A Bristol motorist has been fined after being accused of leaving her car in a McDonald's car park for 41 days.
Teresa Tremlett was stunned when she opened a letter to find a £100 fine from MET Parking Services claiming she had overstayed her welcome in the car park in Bedminster by 60,160 minutes.
The parking company enclosed CCTV images of Mrs Tremlett's Mercedes entering the car park in Sheene Road on September 24 and another one of her leaving the car park on November 5.
But Mrs Tremlett, 34, from Headley, says she had simply gone into McDonald's to buy food using the drive-through on both dates and had not parked her car in the car park on either occasion.
When she explained to MET Parking Services, she was told her fine would be waived.
OK, let's get a few things straight here.
1) The "fines" are not fines. They are (unenforceable) invoices for a civil contract they allege you have entered into. These companies are for all intents and purposes, fucking con-artists. They put up signs in car parks of selected companies such as B&Q, McDonalds, Pizza Hut etc which are sometimes easy to see, sometimes not, and then post you a letter demanding money if you overstay in the car park. They rely on two things: a) You not knowing the law and b) You being duped by their attempts to make their demand look official such as a chequered border round the edge of the letter, and using terms in the letter such as "Penalty Charge Notice" or "PCN" (it's not one), as well as attaching a tear-off cheque.
2) These companies are operating with the permission of the car park's owners (be that B&Q, McD's or whatever) but often the owner has no idea of what kind of shady business practices the companies get up to, with threatening letters, abusive phonecalls, etc.
3) These companies are private parking companies. They have no legal authority whatsoever to issue parking tickets. The only people that can are the Police and the Council, and only then on the public highway or publically owned land.
4) The "contract" that parking company claim exists between you and them (i.e. by parking in the car park you agree to their terms and conditions) only exists if you are aware of it. In order for you to be aware of it you need to have seen the sign. These signs need to be clearly placed and be reasonably visible from where you parked.
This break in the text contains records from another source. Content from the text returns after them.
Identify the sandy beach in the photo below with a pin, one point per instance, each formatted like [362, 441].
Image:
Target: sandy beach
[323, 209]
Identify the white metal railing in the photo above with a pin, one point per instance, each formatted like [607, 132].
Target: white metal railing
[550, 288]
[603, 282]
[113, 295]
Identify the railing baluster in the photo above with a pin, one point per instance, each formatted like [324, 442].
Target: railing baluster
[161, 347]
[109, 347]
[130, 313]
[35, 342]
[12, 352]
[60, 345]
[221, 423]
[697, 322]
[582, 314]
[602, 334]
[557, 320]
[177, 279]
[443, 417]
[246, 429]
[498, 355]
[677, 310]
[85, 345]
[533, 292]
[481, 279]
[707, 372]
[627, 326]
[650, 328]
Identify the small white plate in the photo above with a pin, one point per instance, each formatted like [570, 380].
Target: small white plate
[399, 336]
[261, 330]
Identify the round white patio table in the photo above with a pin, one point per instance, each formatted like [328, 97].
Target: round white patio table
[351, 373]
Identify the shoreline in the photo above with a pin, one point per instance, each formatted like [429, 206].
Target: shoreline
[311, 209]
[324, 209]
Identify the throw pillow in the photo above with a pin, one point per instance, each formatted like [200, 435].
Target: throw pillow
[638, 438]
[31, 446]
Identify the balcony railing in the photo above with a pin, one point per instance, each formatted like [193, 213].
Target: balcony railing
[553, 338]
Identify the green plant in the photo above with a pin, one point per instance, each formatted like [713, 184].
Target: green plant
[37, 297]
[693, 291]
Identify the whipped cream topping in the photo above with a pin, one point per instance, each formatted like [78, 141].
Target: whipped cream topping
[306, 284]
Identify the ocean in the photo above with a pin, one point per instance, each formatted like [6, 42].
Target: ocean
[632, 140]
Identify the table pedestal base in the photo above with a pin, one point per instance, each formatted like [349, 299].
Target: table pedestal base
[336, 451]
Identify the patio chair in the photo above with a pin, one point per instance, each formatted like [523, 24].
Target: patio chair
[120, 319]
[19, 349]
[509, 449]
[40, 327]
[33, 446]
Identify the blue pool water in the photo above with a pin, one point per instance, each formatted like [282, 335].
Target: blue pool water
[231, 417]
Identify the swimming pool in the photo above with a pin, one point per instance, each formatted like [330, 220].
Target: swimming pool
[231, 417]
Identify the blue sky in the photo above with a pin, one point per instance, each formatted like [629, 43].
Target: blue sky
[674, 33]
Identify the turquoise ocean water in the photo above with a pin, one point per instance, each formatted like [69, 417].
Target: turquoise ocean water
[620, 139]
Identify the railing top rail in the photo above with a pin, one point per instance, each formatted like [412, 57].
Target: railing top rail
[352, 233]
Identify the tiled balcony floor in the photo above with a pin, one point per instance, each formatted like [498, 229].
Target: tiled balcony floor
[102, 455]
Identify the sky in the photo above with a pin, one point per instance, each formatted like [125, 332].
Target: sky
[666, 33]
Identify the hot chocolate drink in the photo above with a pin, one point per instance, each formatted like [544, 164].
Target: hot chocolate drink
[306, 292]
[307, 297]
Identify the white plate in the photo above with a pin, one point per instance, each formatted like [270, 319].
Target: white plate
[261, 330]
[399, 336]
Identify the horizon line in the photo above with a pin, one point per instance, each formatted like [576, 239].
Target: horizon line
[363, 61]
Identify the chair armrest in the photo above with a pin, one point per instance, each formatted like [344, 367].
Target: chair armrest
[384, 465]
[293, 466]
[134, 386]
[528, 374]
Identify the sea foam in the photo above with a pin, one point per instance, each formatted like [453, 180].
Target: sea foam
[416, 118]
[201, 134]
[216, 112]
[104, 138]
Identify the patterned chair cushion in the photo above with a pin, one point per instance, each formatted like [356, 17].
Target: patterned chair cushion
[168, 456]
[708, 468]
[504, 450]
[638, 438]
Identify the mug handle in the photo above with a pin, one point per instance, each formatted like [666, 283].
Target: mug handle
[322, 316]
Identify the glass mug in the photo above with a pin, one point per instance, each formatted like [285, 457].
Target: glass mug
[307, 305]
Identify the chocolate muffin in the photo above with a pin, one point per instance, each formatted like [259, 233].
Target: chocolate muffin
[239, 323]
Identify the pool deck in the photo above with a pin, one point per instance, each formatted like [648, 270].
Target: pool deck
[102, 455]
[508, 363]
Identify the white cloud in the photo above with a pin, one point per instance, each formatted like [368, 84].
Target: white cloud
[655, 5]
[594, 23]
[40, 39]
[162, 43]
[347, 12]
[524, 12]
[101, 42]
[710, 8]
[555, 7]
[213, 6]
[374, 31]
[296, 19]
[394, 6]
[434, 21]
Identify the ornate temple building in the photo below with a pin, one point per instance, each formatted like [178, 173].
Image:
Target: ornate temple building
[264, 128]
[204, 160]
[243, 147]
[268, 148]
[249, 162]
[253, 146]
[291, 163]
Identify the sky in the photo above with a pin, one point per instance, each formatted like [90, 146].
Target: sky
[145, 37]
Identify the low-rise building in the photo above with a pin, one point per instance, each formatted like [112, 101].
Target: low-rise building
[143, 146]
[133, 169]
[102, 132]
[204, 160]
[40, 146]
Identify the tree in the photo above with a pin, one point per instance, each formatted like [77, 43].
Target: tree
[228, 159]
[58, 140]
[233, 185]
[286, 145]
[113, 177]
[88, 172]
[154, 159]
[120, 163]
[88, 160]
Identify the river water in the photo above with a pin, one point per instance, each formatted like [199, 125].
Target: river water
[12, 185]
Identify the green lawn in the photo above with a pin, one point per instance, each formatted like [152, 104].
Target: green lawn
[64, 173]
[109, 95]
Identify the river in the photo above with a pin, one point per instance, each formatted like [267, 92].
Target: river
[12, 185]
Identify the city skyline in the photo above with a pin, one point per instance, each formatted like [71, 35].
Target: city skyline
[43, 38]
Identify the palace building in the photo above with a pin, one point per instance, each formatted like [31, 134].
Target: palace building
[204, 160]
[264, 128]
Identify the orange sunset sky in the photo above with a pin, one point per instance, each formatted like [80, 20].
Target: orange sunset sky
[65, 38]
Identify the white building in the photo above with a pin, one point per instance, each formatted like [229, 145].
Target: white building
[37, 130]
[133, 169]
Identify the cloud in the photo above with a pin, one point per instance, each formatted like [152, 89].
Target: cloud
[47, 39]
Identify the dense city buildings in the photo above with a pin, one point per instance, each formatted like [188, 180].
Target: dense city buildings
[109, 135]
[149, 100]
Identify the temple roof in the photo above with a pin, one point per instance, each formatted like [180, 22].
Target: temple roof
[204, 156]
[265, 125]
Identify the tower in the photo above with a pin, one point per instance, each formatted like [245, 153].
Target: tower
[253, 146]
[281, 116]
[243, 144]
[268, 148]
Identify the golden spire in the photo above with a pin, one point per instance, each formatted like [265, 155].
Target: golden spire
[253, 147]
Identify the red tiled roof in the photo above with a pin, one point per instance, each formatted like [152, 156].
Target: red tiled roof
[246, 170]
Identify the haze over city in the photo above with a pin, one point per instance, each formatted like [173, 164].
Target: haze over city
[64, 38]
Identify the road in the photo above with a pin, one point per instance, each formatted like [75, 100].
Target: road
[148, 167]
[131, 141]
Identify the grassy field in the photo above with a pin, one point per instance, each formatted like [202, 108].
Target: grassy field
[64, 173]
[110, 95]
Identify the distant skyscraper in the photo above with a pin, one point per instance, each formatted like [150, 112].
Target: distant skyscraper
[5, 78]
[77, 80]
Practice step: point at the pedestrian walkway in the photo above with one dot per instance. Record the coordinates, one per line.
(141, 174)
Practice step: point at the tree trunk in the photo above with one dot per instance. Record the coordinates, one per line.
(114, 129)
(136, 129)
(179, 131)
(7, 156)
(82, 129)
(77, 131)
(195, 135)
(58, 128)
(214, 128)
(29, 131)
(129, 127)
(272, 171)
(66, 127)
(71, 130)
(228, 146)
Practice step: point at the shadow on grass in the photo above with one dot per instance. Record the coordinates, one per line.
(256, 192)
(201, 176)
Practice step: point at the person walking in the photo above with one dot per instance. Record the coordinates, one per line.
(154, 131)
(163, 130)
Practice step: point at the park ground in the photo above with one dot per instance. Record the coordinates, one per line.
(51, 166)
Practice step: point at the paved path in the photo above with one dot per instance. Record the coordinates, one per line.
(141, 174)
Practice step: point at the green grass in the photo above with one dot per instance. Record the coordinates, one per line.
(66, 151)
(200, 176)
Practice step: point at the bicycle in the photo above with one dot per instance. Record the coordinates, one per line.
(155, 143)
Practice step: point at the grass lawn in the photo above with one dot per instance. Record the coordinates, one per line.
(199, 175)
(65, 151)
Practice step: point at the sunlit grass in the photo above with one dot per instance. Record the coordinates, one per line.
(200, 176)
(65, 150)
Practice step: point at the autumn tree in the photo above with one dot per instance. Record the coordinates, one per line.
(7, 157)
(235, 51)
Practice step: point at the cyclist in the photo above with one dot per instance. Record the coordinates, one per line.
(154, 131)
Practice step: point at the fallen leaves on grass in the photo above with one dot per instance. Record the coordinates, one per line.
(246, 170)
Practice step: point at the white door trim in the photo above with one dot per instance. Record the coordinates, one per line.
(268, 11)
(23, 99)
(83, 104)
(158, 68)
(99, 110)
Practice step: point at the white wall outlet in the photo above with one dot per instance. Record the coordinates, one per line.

5) The "debt collectors" and "CCJs" threatened by the letters will not materialise. You may well be sent letters from a credit collection company, but miraculously they will have the same address and bank account details as the parking company. It's a front. Furthermore, they haven't yet taken anyone to court. Why do you suppose this might be? Because these invoices are unenforceable in law. They are in a clear breach of the Unfair Terms in Consumer Contracts Regulations 1999 by charging a "fine" which is completely disproportionate to the loss incurred by the company (i.e. charging you £100 for overstaying in a free car park). These are the very same regulations used succesfully by many people fighting bank overdraft charges. As with overdraft charges, it doesn't even matter if you're made aware of these fine amounts and agree to them when you park (on the sign) - it's not relevant as far as the law is concerned. The only thing they are legally allowed to do is claim actual damages for breach of contract. (And even then they have to prove who was driving, and you have no obligation whatsoever to tell them as a private company). And since no damages have occurred (you have parked a bit too long in a free car park), there's nothing really they can claim for.
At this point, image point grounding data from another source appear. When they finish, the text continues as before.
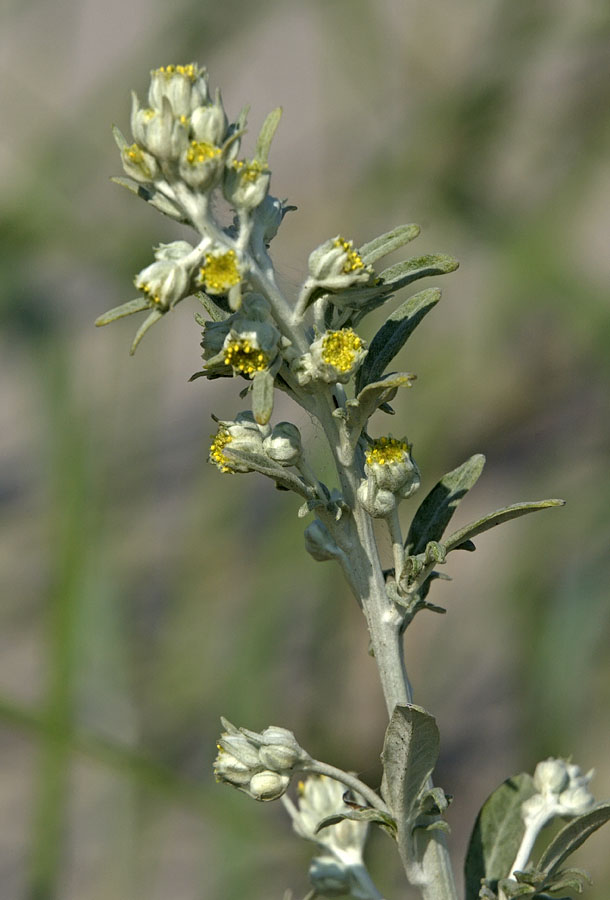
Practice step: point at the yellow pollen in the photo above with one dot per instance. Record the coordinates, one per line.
(353, 261)
(220, 272)
(189, 71)
(219, 441)
(340, 348)
(387, 450)
(201, 151)
(246, 358)
(250, 171)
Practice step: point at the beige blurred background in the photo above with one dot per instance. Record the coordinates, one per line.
(144, 594)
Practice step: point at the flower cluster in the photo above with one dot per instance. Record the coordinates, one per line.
(252, 444)
(260, 765)
(244, 343)
(333, 358)
(562, 790)
(335, 265)
(391, 476)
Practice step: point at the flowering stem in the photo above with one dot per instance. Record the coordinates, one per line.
(398, 551)
(351, 781)
(530, 835)
(431, 870)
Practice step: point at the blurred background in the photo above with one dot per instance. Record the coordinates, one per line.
(144, 594)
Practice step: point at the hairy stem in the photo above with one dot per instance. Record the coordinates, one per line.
(350, 781)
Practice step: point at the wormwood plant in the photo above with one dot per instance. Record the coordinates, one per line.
(184, 155)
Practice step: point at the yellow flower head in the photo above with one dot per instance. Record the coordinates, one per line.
(387, 450)
(219, 442)
(220, 272)
(189, 71)
(341, 348)
(201, 151)
(244, 356)
(353, 260)
(250, 171)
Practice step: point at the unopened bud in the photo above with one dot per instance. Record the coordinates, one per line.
(267, 785)
(551, 776)
(284, 444)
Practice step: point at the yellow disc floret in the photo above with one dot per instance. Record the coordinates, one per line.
(387, 450)
(250, 171)
(340, 348)
(244, 357)
(354, 260)
(220, 272)
(219, 442)
(189, 71)
(201, 151)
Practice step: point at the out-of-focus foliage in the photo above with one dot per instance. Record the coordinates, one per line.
(141, 596)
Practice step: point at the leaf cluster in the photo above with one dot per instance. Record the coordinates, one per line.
(496, 838)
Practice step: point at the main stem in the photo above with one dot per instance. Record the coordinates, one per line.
(431, 869)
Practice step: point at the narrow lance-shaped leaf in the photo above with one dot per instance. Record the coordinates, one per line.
(373, 816)
(125, 309)
(437, 508)
(393, 334)
(497, 834)
(267, 132)
(387, 243)
(376, 394)
(497, 518)
(409, 270)
(410, 752)
(571, 837)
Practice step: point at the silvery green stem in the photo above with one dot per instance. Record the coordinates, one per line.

What should you do if you get a letter
My advice, based on extensive research, is just to ignore it. They will send another, maybe 2. You may then get (but not always) a letter from a "credit collection company". This is normally the same company as the private parking one, under a different guise. Ignore this like you have done the previous letters. Nothing will happen. If it does go to court (which it won't), you will win anyway. If you respond, you'll go onto a "potential fuckwit" list and they'll just pester you even more. Fuck them.
An interesting aside is that this also applies to paid car parks, e.g. NCP. They may try to charge you a similar amount for overstaying your paid-for parking ticket, but they can't, due to the same reasons as detailed above. All they can claim for in court is the loss that they have incurred, which would be how much it would have cost you to buy a ticket to cover the overstayed time.